Савинкова никто не перебивал, он был изумительный рассказчик. Смешно обрисовал Вологду. Рассказал, как чувствовал себя до Архангельска англичанином. Как гнал извозчика, обещая дать по шее. Как его мучили пухлые руки кассирши. Тут все смеялись. Как заперся в каюте. Каково Белое море. Каковы норвежские фиорды. Как пришли таможенные чиновники, которых принял за жандармов. Тут опять все смеялись. Как поразили его норвежки грандиозностью форм. Гоц по-детски заливисто захохотал, твердя: – «нет, это вы преувеличиваете, я в Норвегии бывал, это вам такие попались». – «Да, ей Богу, Михаил Рафаилович!» И семья с отцом Гоцем и бабушкой Брешковской радовалась, что прибежал талантливый, энергичный товарищ.
Было поздно, когда Савинков с Покотиловым и Зензиновым вышли из квартиры на Бульваре Философов.
– Мне всё кажется, я в Вологде, а это только так, – декорация. До того всё отчаянно быстро.
– Это далеко не Вологда, – сказал Покотилов.
– Ночевать пойдемте ко мне. Я тут недалеко – и в словах Зензинова Савинков ощутил уважение.
– Пойдемте, – сказал он. – Спать хочется чертовски.
3
На утро, когда Савинков опять пришел к Гоцу, Гоц сидел в медицинском кресле посреди комнаты.
– Как спали на новосельи?

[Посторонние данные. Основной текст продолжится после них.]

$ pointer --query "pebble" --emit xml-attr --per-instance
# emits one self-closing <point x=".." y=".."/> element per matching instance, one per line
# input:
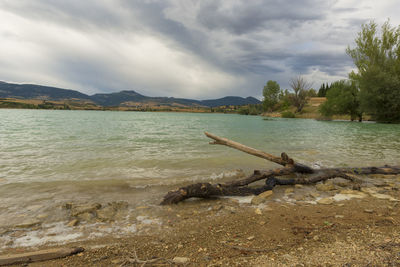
<point x="28" y="224"/>
<point x="289" y="191"/>
<point x="325" y="187"/>
<point x="325" y="201"/>
<point x="73" y="223"/>
<point x="261" y="198"/>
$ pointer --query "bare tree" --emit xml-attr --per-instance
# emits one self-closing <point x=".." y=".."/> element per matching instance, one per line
<point x="300" y="87"/>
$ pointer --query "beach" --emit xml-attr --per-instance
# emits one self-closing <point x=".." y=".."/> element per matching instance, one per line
<point x="96" y="179"/>
<point x="296" y="226"/>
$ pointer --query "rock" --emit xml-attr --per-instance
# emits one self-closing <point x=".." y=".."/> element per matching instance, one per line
<point x="266" y="194"/>
<point x="42" y="216"/>
<point x="267" y="208"/>
<point x="180" y="260"/>
<point x="383" y="196"/>
<point x="217" y="207"/>
<point x="257" y="200"/>
<point x="325" y="187"/>
<point x="314" y="194"/>
<point x="77" y="210"/>
<point x="231" y="209"/>
<point x="287" y="257"/>
<point x="68" y="205"/>
<point x="325" y="201"/>
<point x="261" y="198"/>
<point x="369" y="190"/>
<point x="73" y="223"/>
<point x="289" y="191"/>
<point x="86" y="217"/>
<point x="299" y="197"/>
<point x="28" y="224"/>
<point x="352" y="193"/>
<point x="106" y="214"/>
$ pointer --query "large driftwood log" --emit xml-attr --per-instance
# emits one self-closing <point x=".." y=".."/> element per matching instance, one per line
<point x="307" y="174"/>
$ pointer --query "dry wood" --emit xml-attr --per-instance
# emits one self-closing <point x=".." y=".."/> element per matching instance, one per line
<point x="303" y="175"/>
<point x="41" y="255"/>
<point x="284" y="160"/>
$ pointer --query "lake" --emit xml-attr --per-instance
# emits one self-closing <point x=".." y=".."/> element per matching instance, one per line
<point x="50" y="157"/>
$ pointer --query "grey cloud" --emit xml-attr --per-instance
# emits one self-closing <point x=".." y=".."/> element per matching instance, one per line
<point x="248" y="41"/>
<point x="248" y="16"/>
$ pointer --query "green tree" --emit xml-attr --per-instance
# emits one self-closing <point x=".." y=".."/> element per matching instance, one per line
<point x="312" y="93"/>
<point x="342" y="99"/>
<point x="322" y="91"/>
<point x="377" y="58"/>
<point x="271" y="95"/>
<point x="300" y="86"/>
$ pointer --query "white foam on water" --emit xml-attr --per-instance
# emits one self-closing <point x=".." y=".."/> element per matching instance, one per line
<point x="35" y="238"/>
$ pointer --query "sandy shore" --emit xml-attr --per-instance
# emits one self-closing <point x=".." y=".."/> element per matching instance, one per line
<point x="361" y="231"/>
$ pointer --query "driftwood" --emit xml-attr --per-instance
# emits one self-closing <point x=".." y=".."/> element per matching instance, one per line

А? Лучше чем в Вологде с вашим Щукиным?
Савинков увидал при свете дня, как бледны руки Гоца, как немощно худое, мертвое тело. Живы лишь юношеские, еврейские глаза, взятые от другого человека.
– Бабушка говорила, вы хотите работать в терроре, Борис Викторович?
– Да, в терроре.
– Но почему же именно в терроре? – заволновался Гоц. – Это странно, почему не в партии вообще, если вы ей сочувствуете?
– Об этом говорить трудно, – сказал с заминкой Савинков и заминка Гоцу понравилась. – Если надо, я буду работать и в партии, но мне хотелось бы в терроре.
Блестящие глаза Гоца крепко навелись на Савинкова.
Савинков чувствовал: – он Гоцу нравится и Гоц ему верит.
– Давайте немножко повременим, Борис Викторович. Поживите в Женеве, познакомьтесь с товарищами, я поговорю с кем надо. А вам в первую голову надо познакомиться с Черновым и с «Плантатором» Иваном Николаевичем.
– Кто это «Плантатор» Иван Николаевич?
– А вы его увидите.
4
Теоретик партии социалистов-революционеров, изобретатель идеи социализации земли в России, Виктор Михайлович Чернов жил в Женеве. В части прекрасного швейцарского города, подходившей к озеру. Из кабинета Виктора Михайловича открывался живописный вид на синеголовые горы.